When we recognize the distinctions in female and male biology, understanding their essential roles in reproduction and child-rearing, we also observe that these differences correspond to fundamental properties of being. Similar to nature, they complement each other, not just biologically but also in psychological, emotional, and spiritual dimensions. This is where human beings are different from other mammals. We are able to imagine. In doing so, we find that our identity is shaped by much more than our biology. This is important because it makes it possible to shift our individual and collective orientation from what has been left-hemispheric dominant, male-informed, targeted attention to more a balanced right-hemispheric leaning, female-informed, broad attention, without losing our inherent sense of who we are.

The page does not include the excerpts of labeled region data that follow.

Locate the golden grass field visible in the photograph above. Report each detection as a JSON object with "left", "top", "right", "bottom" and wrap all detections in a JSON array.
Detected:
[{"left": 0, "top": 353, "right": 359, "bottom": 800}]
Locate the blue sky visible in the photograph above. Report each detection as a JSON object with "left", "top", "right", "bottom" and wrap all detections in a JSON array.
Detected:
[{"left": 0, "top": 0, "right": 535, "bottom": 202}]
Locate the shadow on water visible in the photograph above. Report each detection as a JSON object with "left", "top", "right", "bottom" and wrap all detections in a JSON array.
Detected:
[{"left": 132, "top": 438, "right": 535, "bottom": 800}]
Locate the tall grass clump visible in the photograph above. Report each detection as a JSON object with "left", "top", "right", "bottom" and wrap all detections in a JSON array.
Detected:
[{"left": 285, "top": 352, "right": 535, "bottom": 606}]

So let me leave you with an invitation:
Imagine a world in which the Sacred is personal, intimate, steadfast and kind. She is always present and never demanding. All you need to do is slow down, turn to her, and listen.
She always responds.
If you do not hear her, then you are not listening well enough. This is where patience comes in, hers as well as yours.

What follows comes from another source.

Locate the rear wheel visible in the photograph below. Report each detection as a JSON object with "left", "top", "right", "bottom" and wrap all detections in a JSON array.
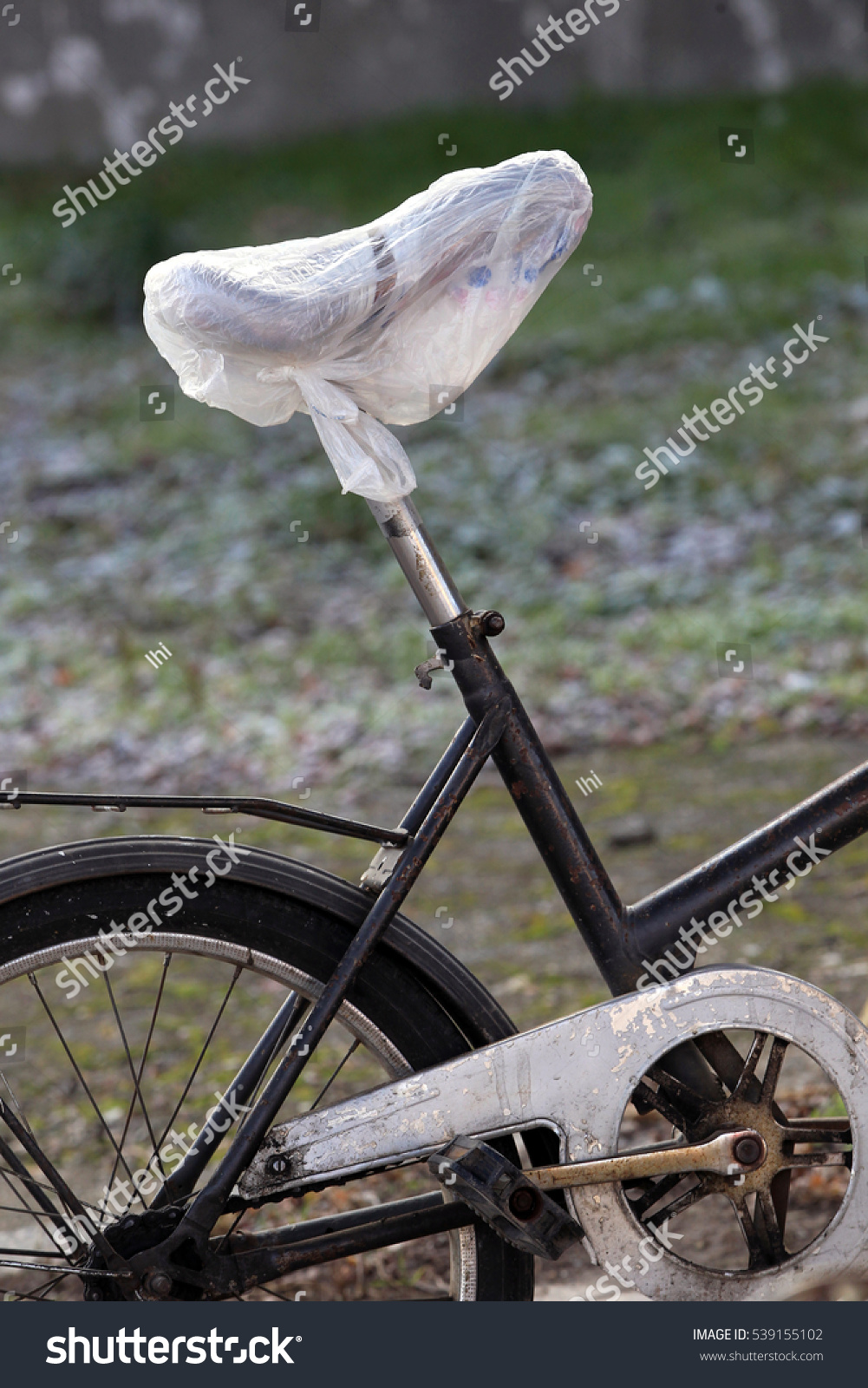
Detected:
[{"left": 0, "top": 838, "right": 532, "bottom": 1300}]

What would it take to cultivate this kind of patience, this kind of trust in yourself and more importantly, in her? Who would you look towards to model this tender yet faithful approach to Life?
Find those people who inspire these attributes in you. They exist. Many of them are wise, mature, female-bodied and they just may hold the grounding wisdom we so desperately need.
I think may be it’s time to return to the wisdom of an old ancient era in which the divine feminine was known, felt, embodied and embraced.